Heliyon (Jan 2025)
Quantifying sustainable urbanization by predictive modeling for better agricultural management: A case study in the South Asiatic Region
Abstract
Global population growth and uncontrolled are creating threats to agricultural land. To address urbanization, proactive planning is required. Land use and land cover (LULC) classification maps for 2002–2022 were analyzed using remote sensing (RS) and geographic information systems (GIS) in Sahiwal, Punjab, Pakistan. Idrisi's Cellular Automata (CA)–Markov model was used to predict future scenarios. The results showed that urbanization was rapidly accelerated in large LULC changes that were unpredictable. In particular, the urbanized area increased by 234.7 km2 (91 %) from 22.83 km2 in 2002 to 257.53 km2 in 2022, with a reduction of 656.05 km2 (52 %), from 1252.52 km2 in 2002 to 596.47 km2 in 2022, of agriculture land. About 17.05 km2 of land was lost to urbanization; however, a large portion of CA 251.75 km2 was absorbed due to careless urban growth.
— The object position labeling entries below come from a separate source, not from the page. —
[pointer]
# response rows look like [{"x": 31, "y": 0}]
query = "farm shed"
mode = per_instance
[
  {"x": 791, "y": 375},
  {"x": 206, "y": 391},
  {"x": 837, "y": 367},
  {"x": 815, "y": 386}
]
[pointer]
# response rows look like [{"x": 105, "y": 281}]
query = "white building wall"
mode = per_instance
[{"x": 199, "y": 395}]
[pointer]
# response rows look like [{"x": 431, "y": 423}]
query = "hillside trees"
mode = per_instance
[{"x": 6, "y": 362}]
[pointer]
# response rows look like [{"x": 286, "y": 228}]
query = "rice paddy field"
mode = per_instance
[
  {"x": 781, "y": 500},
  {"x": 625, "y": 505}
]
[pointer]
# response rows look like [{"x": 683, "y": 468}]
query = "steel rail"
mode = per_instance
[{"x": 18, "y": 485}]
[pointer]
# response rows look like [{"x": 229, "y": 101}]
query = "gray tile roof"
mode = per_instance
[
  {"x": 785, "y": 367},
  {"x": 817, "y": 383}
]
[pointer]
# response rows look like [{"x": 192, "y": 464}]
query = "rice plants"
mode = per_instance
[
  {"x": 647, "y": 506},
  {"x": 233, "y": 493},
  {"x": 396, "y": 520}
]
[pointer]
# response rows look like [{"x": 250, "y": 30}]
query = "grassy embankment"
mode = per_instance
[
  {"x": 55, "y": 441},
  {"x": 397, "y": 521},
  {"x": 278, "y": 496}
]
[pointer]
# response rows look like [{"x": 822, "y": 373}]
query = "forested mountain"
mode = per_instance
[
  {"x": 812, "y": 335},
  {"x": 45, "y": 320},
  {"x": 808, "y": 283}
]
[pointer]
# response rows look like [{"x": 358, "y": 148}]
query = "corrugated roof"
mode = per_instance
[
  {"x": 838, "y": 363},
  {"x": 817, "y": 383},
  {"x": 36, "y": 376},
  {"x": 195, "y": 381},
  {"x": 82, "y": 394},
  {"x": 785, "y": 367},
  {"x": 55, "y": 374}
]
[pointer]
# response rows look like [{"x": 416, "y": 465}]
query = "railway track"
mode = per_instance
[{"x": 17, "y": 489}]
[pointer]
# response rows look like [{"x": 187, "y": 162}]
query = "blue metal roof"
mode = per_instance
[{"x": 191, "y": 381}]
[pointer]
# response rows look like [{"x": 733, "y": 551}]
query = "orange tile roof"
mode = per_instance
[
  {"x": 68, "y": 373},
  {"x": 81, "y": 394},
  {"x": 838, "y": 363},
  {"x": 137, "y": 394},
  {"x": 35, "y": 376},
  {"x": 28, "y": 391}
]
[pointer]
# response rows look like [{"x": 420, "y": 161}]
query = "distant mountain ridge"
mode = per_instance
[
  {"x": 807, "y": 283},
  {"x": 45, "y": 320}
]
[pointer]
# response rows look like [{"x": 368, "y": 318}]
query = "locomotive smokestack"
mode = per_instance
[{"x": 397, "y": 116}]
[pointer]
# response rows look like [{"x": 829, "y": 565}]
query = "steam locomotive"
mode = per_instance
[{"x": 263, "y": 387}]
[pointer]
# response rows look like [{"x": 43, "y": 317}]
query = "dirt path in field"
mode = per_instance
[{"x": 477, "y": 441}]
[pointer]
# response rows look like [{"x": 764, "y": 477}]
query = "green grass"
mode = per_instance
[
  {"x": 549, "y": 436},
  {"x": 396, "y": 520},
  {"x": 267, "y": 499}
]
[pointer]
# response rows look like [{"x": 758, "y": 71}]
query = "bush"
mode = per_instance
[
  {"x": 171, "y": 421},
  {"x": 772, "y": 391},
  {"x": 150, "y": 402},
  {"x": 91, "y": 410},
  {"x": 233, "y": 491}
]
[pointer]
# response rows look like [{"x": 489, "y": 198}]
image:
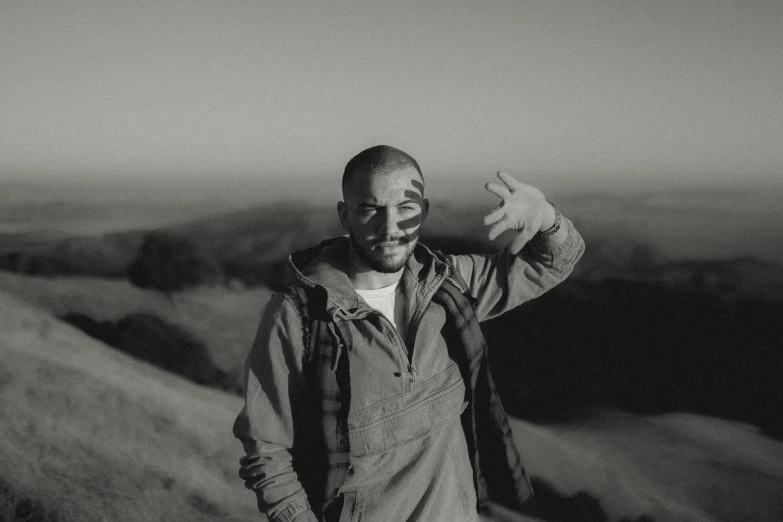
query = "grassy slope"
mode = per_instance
[
  {"x": 225, "y": 321},
  {"x": 92, "y": 434},
  {"x": 672, "y": 467}
]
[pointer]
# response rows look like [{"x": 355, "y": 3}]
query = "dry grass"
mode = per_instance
[
  {"x": 224, "y": 320},
  {"x": 91, "y": 434}
]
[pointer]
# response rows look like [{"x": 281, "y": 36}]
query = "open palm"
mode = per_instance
[{"x": 522, "y": 208}]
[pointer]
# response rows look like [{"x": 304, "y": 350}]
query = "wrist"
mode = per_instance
[{"x": 551, "y": 222}]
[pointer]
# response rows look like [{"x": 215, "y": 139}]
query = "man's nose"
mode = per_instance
[{"x": 390, "y": 224}]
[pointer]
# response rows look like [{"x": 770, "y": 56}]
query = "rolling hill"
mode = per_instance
[{"x": 89, "y": 433}]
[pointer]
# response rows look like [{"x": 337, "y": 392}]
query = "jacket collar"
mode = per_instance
[{"x": 321, "y": 270}]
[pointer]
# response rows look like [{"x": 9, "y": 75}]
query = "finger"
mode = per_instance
[
  {"x": 509, "y": 180},
  {"x": 497, "y": 214},
  {"x": 497, "y": 229},
  {"x": 521, "y": 240},
  {"x": 499, "y": 190}
]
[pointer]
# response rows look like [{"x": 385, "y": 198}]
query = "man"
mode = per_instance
[{"x": 367, "y": 389}]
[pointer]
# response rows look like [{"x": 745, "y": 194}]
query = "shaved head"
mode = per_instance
[{"x": 378, "y": 159}]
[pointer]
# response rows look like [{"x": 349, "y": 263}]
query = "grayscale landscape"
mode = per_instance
[{"x": 160, "y": 160}]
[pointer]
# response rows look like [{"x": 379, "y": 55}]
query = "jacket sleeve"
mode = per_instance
[
  {"x": 500, "y": 282},
  {"x": 273, "y": 388}
]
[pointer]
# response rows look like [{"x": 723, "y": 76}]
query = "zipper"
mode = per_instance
[{"x": 402, "y": 351}]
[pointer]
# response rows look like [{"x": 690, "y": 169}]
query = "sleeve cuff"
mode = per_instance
[{"x": 291, "y": 511}]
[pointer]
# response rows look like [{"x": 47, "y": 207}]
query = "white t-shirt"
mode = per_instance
[{"x": 390, "y": 301}]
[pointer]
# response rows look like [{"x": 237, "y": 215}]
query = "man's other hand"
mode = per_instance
[{"x": 522, "y": 208}]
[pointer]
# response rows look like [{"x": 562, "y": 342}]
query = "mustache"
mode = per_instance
[{"x": 401, "y": 240}]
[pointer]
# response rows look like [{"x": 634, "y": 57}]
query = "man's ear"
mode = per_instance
[{"x": 342, "y": 215}]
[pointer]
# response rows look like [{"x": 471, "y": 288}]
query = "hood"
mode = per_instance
[{"x": 321, "y": 271}]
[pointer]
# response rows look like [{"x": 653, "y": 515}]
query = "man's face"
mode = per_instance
[{"x": 382, "y": 213}]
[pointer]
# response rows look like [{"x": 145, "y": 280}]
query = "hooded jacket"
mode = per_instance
[{"x": 401, "y": 407}]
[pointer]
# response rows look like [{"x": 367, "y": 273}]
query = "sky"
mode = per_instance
[{"x": 593, "y": 94}]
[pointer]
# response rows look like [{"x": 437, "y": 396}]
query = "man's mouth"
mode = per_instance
[{"x": 388, "y": 244}]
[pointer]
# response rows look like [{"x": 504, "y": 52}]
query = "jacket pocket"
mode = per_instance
[{"x": 344, "y": 508}]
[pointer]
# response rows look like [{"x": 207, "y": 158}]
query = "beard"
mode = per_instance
[{"x": 376, "y": 260}]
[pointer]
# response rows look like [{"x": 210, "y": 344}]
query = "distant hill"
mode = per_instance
[{"x": 250, "y": 246}]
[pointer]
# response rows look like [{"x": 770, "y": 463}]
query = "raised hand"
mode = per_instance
[{"x": 522, "y": 208}]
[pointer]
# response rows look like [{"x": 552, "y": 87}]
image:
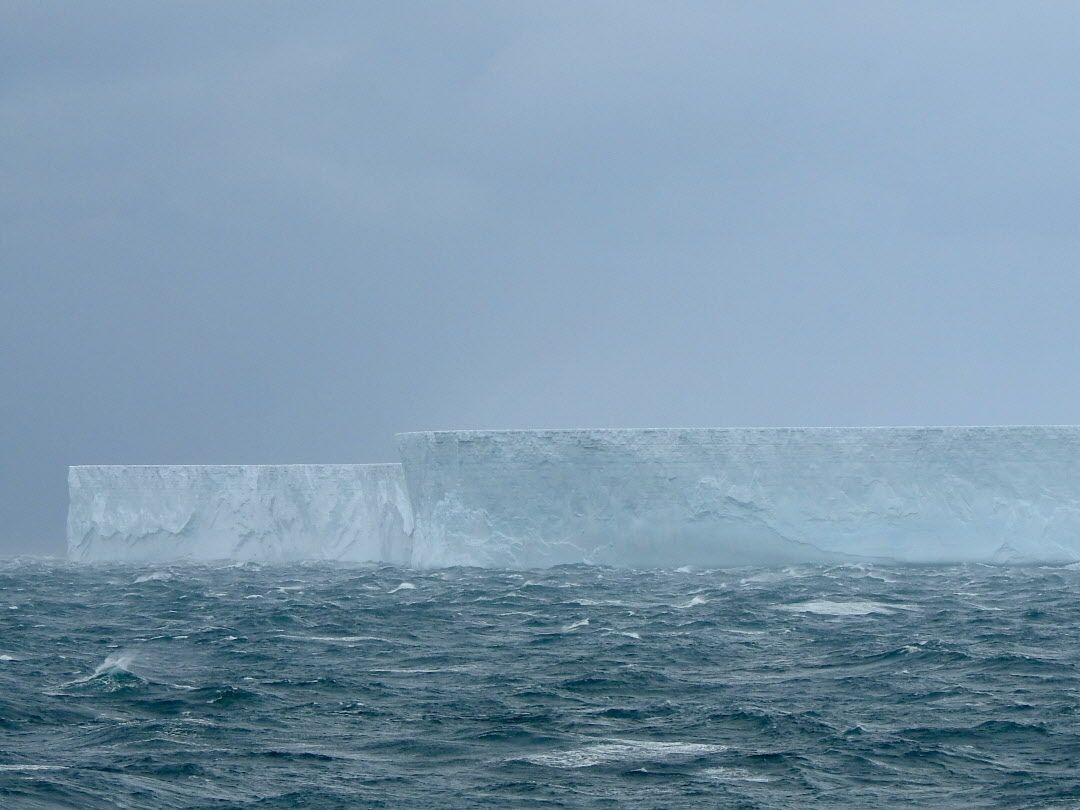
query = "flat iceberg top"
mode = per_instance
[{"x": 745, "y": 496}]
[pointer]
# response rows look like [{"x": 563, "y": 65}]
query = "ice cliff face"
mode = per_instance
[
  {"x": 354, "y": 512},
  {"x": 637, "y": 498},
  {"x": 744, "y": 496}
]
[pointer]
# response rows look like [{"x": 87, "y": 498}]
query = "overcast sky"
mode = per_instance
[{"x": 280, "y": 232}]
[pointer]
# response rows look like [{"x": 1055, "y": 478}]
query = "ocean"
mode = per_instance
[{"x": 332, "y": 686}]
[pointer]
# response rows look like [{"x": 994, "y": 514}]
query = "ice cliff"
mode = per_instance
[
  {"x": 744, "y": 496},
  {"x": 354, "y": 512},
  {"x": 620, "y": 497}
]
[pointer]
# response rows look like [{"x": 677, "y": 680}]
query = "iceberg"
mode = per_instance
[
  {"x": 347, "y": 512},
  {"x": 639, "y": 498},
  {"x": 733, "y": 497}
]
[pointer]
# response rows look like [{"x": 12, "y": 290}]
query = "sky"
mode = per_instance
[{"x": 257, "y": 232}]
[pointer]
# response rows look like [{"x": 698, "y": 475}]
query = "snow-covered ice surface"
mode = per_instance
[
  {"x": 744, "y": 496},
  {"x": 350, "y": 512}
]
The CA-Markov projection revealed that from 2022 to 2042, agriculture will experience the largest net change, losing about −226.09 km2 of land. However, the projected results showed that the urban class will be expanded up to 450.23 km2 and will gain approximately 192.7 km2 in 2042. The overall findings show that it is possible to manage outcomes quantitatively and control haphazard and unplanned urban sprawl by putting forward a comprehensive master plan.